Seeing with the eye of visions it is not hard to re-create a vanished past, to construct again the primitive British church of wood and wattle, with its beauty of oaken rafter and carved wood which stone now encloses. There is still an ancient wooden church in Greenstead, Essex, in plan much like little churches of North Wales,—the walls six feet high made of half trees side by side, the roof a tie beam, with struts, less than six feet from the floor. This parallelogram follows out the double square of what was undoubtedly the plan of the ancient British church, something that was still geometrically the square sanctuary with its square altar typifying the heavenly Jerusalem. Bede, in his “Ecclesiastical History,” speaks of “a church fit for an Episcopal See; which, however, after the manner of the Scots, he [Finan] did not erect of stone, but of sawn timber, covering it with reeds.” It is worth remembering that the little churches being discussed are unique examples of a national type based, not upon the Roman basilica, but upon the Temple, with its square Holy of Holies, and illustrating certain features; a square east end with east window, an altar concealed behind screens, and a south door instead of a western portal. The wood and wattle churches have disappeared, but upon the foundation lines have arisen the present stone churches of North Wales, dating back in general to the eleventh and twelfth centuries. Their walls of stone are daubed at the joints with mud, similar to the treatment the wattle buildings had received, and the whole whitewashed inside and out. The roof, later covered with oaken shingles and now with soft-coloured slates, was in the Middle Ages thatched deeply with reed or straw. At the east end was the small slit window, and at the south end a door so low that even a short person must stoop to enter it. Originally there were no bell turrets or porches, and at the eastern gable merely a wooden cross. Inside, a screen divided the building in half, the squints covered by veils, and several doors opening into the altar space. Probably the screen was decorated with painting as the barrel vaults came to be. Within and without, the sanctuary gleamed pure white. The Saxons learned the use of whitewash from the British, and St. Wilfrid gloried in having washed the York Minster of his day “whiter than snow.”

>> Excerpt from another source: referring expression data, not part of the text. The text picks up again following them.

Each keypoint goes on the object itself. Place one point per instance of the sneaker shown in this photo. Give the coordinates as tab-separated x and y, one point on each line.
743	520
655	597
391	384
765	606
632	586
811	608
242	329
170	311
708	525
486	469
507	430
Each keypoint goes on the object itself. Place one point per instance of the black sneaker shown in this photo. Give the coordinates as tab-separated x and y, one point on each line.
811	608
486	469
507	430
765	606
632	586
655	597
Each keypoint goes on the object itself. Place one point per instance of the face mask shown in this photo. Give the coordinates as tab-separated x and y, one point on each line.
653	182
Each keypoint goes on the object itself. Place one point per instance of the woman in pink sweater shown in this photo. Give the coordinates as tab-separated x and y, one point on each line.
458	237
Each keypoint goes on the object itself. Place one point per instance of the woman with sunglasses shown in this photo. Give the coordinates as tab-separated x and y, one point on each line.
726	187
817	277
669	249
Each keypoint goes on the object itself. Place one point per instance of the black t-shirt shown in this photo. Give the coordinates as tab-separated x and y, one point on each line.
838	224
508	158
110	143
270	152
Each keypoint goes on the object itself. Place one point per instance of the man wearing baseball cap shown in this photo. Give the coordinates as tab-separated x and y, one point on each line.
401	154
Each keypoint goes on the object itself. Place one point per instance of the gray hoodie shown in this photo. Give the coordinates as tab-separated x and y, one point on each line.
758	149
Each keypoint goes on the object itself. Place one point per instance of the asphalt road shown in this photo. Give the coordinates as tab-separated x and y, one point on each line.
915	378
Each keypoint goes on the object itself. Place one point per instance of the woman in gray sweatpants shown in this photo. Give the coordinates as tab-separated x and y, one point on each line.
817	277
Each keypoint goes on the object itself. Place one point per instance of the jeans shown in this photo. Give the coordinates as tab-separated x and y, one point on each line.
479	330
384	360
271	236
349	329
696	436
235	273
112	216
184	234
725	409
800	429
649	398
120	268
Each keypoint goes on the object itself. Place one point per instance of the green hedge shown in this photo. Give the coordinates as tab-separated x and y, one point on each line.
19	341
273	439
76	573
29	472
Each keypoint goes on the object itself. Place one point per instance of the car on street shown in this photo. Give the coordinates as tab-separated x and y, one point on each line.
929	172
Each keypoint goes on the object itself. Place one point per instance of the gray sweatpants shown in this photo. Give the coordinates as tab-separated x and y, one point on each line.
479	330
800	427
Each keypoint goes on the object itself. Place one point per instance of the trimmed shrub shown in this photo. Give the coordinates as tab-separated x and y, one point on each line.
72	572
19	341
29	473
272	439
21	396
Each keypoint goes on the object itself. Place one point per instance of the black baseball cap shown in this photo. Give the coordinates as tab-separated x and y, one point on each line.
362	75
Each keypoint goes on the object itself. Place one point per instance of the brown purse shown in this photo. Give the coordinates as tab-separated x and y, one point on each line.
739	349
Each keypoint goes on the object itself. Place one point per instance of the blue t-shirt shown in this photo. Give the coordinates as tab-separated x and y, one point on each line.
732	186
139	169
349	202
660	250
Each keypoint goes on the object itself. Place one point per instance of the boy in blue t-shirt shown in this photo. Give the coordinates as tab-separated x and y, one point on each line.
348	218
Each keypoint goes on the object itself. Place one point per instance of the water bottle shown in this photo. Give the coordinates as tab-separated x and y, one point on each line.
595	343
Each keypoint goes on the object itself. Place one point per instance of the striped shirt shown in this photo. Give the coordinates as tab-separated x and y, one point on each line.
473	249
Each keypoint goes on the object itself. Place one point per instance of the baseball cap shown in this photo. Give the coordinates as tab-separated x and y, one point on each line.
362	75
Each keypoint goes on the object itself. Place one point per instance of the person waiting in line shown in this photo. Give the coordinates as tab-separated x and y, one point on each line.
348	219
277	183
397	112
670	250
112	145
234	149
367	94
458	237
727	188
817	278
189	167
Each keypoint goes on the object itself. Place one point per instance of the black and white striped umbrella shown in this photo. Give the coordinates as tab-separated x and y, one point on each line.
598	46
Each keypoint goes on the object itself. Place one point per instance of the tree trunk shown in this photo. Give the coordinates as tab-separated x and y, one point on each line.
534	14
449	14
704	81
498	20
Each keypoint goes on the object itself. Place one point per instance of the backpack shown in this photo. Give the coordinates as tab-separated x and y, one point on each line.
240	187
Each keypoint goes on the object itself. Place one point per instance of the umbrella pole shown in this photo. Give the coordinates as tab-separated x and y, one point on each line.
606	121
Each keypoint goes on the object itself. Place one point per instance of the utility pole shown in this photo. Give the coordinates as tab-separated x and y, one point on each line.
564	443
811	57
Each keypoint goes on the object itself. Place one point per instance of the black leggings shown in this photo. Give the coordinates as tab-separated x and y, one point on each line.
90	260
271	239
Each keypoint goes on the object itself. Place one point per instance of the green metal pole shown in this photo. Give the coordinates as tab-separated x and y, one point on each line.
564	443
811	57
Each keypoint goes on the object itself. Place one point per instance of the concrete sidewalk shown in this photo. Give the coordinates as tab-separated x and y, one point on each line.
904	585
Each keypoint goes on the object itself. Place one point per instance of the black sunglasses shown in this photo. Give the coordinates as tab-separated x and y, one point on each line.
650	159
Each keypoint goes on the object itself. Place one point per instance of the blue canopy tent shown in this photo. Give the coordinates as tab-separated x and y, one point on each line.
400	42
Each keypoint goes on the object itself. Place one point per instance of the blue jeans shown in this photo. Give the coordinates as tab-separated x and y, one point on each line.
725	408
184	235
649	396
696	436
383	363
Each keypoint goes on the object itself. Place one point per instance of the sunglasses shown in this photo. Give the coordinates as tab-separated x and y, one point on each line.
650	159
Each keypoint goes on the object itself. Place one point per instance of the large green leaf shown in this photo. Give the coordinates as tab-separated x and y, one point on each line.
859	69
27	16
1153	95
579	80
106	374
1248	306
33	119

ST. WINIFRED’S WELL, HOLYHEAD

From an engraving by Cuitt, 1813

As the cottages, coloured white or yellow or pink, are seen nestling against the hills of Wales, one regrets that the church no longer receives as in olden days the same treatment. With the wash worn from the churches and never renewed, the country has lost in picturesque beauty. How pretty these buildings must have looked, with their steep thatched roofs and white bell-cots gleaming in the midst of dark yews, or perhaps some golden-tinted church glowing like a crocus in the midst of pines. Not only have the colours faded, as if the land were some bright missal turning gray, but the odd circular huts with their conical thatched roofs, in which the natives once lived, have tumbled down. In those days was a beautiful hospitality, the host and hostess serving until all were served, and in these rude dwellings the ancient harp was played; and from the wooden book, its revolving square crossbars inscribed with letters or notes of music, were read the ancient song and poetry of Wales. When the rectangular cottage came in it did not differ greatly from the circular hut. There were windows—“wind-eyes”—covered with a wooden lattice and shutter, the walls smoothly plastered, and the interior made less primitive by the use of three-legged tables and chairs. Still later, in the seventeenth and eighteenth centuries, the one space was divided off into kitchen, chamber, and loft, the kitchen open to the roof and airy, healthful, and clean. Hospitality was sacred then; any man might enter a dwelling, and delivering up his arms stay as long as he would.